Please cite this article as: Zhou, C., et al., Genome-wide analysis of the MYB gene family in physic nut (Jatropha curcas L.), Gene (2015), http:// dx.doi.org/10.1016/j.gene.2015.06.072

C. Zhou et al. / Gene xxx (2015) xxx–xxx

3. Results 3.1. Identification of MYB family genes in physic nut To identify MYB family genes in physic nut, BLAST searches were carried out against physic nut genomes, including the public database (Sato et al., 2011) and our own protein and genome sequences (AFEW00000000; Wu et al., 2015), using the MYB domains of Arabidopsis and rice as query sequences. The existence of the complete MYB motif in each protein was confirmed using the PROSITE program (http://prosite.expasy.org/; De Castro et al., 2006). A total of 125 MYB genes (JcMYB) were identified from the searches, including 120 2Rtype-, 4 3R-, and 1 4R-MYB genes. These genes were named JcMYB001 to JcMYB125, and were deposited in the GenBank database (Supplementary Table S2). Predicted JcMYB proteins were 179 (JcMYB008) to 1,125 (JcMYB013) amino acid residues in length (Supplementary Table S2.). We observed that 114 of the 120 R2R3-MYBs genes have introns in the coding domain sequences: 18 have one intron, 88 have two, 6 have three, 1 has four, and 1 has eleven. Three of the 3R-MYB genes have 6 introns, while one has 10. The 4R-MYB gene has 9 introns (Supplementary Fig. S1). The exon–intron structures of R2R3 repeats were conserved in rice, grape, and Arabidopsis R2R3 MYB genes, and the intron-containing genes were classified into 4–6 models (Jiang et al., 2004; Matus et al., 2008; Katiyar et al., 2012). After analysis of the overall exon–intron arrangements, we observed that MYB genes from physic nut could be grouped into nine models (include an intronless group) based on the coding sequences for the structures of the two types of MYB repeats (R2 and R3; Fig. 1). All intron-containing 2R- and 3R-type MYB genes from rice and Arabidopsis can also be classified into the same eight groups as physic nut after analysis of their gene structures (Fig. 1). Most intron-containing 2R-type MYB genes in physic nut (96 of 114), as well as in rice and Arabidopsis, possess the model I structure. In model I, exon 1 codes for H1 and H2 of the R2 MYB repeat, exon 2 codes for H3 of the R2 and H1 of the R3 MYB repeat, and exon 3 codes for H2 and H3 the of R3 MYB repeat (model Ia).
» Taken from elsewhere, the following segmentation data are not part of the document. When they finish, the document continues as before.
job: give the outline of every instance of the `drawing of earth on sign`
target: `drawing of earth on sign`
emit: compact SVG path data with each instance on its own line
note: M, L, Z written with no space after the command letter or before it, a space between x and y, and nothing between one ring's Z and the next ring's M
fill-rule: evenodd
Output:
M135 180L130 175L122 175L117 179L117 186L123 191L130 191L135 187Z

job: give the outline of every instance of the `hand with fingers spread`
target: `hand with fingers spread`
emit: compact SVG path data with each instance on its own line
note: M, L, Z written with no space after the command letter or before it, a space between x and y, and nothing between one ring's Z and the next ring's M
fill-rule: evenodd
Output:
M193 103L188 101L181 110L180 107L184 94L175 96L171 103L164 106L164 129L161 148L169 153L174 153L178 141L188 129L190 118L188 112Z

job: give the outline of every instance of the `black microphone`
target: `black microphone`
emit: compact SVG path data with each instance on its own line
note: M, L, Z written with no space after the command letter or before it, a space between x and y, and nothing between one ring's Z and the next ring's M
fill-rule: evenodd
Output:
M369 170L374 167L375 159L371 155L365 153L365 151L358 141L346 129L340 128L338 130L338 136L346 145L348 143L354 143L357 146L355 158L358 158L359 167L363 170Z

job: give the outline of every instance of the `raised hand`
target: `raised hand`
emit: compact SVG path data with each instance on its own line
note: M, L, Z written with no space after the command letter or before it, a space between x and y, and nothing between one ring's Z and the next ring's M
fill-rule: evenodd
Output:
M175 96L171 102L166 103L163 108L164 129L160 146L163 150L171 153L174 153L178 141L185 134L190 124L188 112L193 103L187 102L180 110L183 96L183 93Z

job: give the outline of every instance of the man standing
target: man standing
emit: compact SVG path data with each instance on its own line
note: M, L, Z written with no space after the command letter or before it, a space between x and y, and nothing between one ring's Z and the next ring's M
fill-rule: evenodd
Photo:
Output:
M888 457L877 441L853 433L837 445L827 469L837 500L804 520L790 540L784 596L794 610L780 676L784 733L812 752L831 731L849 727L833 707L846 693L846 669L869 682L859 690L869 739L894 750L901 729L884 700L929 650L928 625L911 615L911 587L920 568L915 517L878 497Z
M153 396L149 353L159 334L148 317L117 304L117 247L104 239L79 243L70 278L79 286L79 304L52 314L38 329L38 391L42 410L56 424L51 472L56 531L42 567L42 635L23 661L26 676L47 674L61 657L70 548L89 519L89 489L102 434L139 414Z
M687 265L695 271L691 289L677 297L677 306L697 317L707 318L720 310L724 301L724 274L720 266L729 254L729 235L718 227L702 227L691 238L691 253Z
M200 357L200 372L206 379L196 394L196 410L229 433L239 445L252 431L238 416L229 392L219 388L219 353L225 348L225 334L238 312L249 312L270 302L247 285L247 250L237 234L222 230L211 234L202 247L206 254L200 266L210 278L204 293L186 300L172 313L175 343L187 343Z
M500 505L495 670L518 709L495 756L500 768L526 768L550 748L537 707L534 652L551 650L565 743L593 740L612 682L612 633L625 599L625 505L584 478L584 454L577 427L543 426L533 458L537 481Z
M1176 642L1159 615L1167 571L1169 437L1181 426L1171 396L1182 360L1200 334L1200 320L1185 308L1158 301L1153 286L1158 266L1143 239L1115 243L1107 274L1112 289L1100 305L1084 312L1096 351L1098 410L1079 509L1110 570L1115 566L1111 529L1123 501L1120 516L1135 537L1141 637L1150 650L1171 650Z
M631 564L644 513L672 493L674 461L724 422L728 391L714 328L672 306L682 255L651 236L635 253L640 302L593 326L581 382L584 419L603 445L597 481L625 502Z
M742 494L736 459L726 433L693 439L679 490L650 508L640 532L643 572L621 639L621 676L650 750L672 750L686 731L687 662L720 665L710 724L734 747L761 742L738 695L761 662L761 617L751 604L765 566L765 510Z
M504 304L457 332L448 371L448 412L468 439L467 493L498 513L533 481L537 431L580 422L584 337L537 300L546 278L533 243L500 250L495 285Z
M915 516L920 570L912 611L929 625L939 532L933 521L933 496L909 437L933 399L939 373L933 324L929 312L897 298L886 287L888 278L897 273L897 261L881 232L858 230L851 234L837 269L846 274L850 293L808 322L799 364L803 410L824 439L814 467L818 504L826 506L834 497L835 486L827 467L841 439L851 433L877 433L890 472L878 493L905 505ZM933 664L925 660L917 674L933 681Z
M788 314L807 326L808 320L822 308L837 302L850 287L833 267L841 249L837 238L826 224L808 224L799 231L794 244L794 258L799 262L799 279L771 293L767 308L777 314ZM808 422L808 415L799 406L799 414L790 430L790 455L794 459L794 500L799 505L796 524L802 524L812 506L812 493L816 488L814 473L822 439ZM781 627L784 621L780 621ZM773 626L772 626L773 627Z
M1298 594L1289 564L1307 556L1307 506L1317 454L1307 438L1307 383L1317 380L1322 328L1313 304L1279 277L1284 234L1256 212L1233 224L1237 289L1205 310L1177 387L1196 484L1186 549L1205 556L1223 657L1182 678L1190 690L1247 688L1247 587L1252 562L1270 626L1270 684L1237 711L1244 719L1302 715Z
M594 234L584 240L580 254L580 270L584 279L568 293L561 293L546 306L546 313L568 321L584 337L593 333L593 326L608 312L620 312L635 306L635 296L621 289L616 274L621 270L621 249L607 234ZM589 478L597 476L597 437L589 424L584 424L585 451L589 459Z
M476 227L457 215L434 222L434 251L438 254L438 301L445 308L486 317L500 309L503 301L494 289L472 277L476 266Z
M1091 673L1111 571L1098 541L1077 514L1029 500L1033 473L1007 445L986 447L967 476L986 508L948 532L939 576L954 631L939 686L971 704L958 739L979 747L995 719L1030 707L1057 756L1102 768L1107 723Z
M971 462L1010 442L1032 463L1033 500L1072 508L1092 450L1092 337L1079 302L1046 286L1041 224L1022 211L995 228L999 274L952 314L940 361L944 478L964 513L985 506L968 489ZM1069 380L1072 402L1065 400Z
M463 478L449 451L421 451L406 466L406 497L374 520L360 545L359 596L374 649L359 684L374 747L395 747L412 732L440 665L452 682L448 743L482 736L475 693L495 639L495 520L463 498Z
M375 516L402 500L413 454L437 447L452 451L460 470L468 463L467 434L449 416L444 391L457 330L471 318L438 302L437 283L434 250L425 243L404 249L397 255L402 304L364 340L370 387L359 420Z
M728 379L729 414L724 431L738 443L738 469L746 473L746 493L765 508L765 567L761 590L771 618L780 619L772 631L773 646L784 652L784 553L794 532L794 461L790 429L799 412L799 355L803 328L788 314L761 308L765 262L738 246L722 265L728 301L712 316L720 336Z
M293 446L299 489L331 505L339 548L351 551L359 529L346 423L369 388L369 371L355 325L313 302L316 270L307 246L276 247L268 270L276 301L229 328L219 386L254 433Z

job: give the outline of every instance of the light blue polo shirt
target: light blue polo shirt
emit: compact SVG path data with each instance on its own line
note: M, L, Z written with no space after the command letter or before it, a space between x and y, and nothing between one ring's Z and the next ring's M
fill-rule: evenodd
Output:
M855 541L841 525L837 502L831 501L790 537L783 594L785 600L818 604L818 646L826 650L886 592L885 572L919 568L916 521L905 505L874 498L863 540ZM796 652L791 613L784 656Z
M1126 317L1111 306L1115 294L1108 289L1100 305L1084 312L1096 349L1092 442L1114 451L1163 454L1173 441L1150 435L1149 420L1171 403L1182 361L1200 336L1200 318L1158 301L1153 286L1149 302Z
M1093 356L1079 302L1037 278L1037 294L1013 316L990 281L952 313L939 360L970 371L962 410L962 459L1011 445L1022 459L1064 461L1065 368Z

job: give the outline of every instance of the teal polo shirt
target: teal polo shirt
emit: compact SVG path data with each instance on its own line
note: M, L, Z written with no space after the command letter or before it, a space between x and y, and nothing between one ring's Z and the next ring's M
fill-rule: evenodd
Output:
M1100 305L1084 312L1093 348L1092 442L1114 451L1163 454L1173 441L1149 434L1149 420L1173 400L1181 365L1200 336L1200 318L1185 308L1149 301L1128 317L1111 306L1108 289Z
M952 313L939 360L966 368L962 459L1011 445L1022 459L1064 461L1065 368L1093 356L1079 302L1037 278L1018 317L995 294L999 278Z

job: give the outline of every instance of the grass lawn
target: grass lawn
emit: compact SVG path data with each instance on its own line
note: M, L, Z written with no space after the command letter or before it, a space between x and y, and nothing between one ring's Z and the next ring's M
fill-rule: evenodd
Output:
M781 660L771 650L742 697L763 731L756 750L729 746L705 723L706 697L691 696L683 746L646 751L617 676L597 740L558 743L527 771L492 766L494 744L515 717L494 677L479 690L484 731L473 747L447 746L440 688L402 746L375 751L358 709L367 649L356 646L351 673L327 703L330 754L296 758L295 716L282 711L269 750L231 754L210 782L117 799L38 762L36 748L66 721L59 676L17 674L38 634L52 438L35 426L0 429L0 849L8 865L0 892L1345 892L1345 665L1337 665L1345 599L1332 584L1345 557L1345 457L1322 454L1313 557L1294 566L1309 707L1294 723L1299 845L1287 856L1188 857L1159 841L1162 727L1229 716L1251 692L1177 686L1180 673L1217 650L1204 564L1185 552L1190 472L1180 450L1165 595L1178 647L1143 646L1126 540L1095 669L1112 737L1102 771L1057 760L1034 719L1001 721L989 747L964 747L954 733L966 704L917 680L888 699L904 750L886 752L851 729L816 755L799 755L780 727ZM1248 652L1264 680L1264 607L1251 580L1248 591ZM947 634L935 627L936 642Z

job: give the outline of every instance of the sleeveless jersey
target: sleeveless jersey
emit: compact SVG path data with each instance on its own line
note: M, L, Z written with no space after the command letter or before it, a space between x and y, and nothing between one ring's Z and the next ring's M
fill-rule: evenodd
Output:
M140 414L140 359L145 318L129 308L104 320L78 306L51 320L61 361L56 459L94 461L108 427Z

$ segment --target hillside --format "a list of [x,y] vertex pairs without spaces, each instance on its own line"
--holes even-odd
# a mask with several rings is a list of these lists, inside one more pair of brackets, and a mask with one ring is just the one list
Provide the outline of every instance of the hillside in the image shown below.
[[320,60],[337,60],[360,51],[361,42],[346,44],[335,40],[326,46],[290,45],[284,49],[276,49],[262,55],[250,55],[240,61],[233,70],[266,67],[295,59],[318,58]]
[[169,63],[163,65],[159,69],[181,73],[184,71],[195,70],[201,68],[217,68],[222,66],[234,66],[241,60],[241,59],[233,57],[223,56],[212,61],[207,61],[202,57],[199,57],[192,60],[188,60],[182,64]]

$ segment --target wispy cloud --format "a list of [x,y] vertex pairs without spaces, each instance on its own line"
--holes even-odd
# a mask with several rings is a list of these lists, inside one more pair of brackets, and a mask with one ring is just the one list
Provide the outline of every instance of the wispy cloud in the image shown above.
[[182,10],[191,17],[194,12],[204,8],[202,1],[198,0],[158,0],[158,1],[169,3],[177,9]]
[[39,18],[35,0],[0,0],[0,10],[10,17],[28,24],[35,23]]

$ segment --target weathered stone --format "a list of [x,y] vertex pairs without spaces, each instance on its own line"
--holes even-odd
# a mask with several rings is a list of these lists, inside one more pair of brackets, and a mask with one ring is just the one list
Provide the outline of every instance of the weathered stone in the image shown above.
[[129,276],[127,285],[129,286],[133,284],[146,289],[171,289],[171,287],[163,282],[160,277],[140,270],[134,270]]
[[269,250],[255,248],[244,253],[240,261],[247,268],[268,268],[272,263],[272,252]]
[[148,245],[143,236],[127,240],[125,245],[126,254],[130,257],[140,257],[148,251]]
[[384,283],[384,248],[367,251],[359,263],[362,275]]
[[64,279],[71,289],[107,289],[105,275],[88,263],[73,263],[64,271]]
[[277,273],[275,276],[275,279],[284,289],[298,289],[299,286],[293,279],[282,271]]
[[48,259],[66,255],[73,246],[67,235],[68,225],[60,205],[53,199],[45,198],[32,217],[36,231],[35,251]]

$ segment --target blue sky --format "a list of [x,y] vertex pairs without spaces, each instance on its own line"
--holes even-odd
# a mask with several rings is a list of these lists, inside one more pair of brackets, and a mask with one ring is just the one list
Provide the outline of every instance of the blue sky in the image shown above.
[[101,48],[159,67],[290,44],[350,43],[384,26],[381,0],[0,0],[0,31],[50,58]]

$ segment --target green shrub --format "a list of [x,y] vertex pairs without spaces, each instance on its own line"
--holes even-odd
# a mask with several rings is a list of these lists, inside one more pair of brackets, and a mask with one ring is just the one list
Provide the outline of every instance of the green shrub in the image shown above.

Model I holds even though the second or the first intron (in models Ib and Ic, respectively) is lost in several genes. The first and second MYB domains are encoded

3

by two exons in model III, IV, V, and VII genes. The R2 and R3 MYB repeats of JcMYB015 and the 3R genes belong to model VIII which contains the most introns; the 3R genes lose the second and forth introns (Fig. 1). The 2R-type MYB genes, except Pp1s206_27V6.1 (MIX) in P. patens, a moss species, could fall into any of the nine structure models (Fig. 1). MYB domain structures for more than half of 2Rtype MYB genes in green alga (such as Chlamydomonas reinhardtii) were similar to model VIII at one to three intron positions (Supplementary Fig. S2). The 3R-MYB gene in C. reinhardtii, found in higher plant types, is nonexistent, while it is found in other alga such as Coccomyxa subellipsoidea C-169 (http://www.phytozome.net; Transcript name = 7682), XP_005647035.1 (NCBI) and Micromonas pusilla CCMP1545-3R (http://www.phytozome.net/; Transcript name = 192942). The gene structure in these algae is similar to that of 3R-MYB genes (MVIII) in higher plants. These results suggest that the present MYB genes in both higher and lower plants evolved from several, common, ancient MYB genes, and the MVIII group is likely one of the most ancient MYB types. The basic MYB domain (three α-helices, H1, H2, and H3) is about 50 amino acid residues long with three regularly spaced tryptophan (Trp) amino acid residues (Fig. 1 and Supplementary Fig. S3; Du et al., 2012b). The three regularly spaced Trp amino acids in the first repeat are conserved in all 2R-type MYB proteins, while the first Trp in the second repeat is only conserved in MIII, IV, VIII, and IX proteins (Fig. 1; Supplementary Fig. S3A). The third Trp in the second repeat of JcMYB010 (MVI), JcMYB014 (MIV, CDC5 gene family), and JcMYB015 (MVIII) was replaced by other amino acids (Supplementary Fig. S3A). The third regularly spaced Trp in the first repeat of the 4R-MYB protein was replaced by phenylalanine (Phe; Supplementary Fig. S3B). 3.2. Phylogenetic analysis of physic nut MYB proteins To examine the evolutionary relationships of physic nut MYB genes, a phylogenetic tree was constructed with JcMYB proteins and the publicly available MYB proteins from Arabidopsis and rice by using neighbor-joining within the Mega4 program (Supplementary Fig. S4). Another phylogenetic tree was also constructed with physic nut R2R3MYB proteins and the R2R3-MYB proteins from Arabidopsis, grape and

Fig. 1. Alignment of the amino acids for R2 and R3 repeats of representative 2R-, 3R- and 4R-type MYB genes, indicating the exon–intron structure models. Intron positions, relative to the amino acid residues, are indicated by arrows. Arrows between the coding sequences of two amino acids indicate that splicing occurs just before the second amino acid. Arrows pointed to amino acids indicate that the splicing occurred within the amino acid coding sequence. JcMYB013a and JcMYB013b represent the R1 and R2, and R2 and R3 repeats of the JcMYB013 protein (3R-MYB) respectively. The putative, regularly spaced tryptophan (Trp, W) residues are indicated by black triangles (▲) below the amino acids, while the conserved helices are shown above the sequences. The gene numbers for 4 plant species from each model are listed to the right of the structure models. Model X represents the intronless (IL) genes. Jc = Jatropha curcas. At = Arabidopsis thaliana. Os = Oryza sativa. Pp = Physcomitrella patens.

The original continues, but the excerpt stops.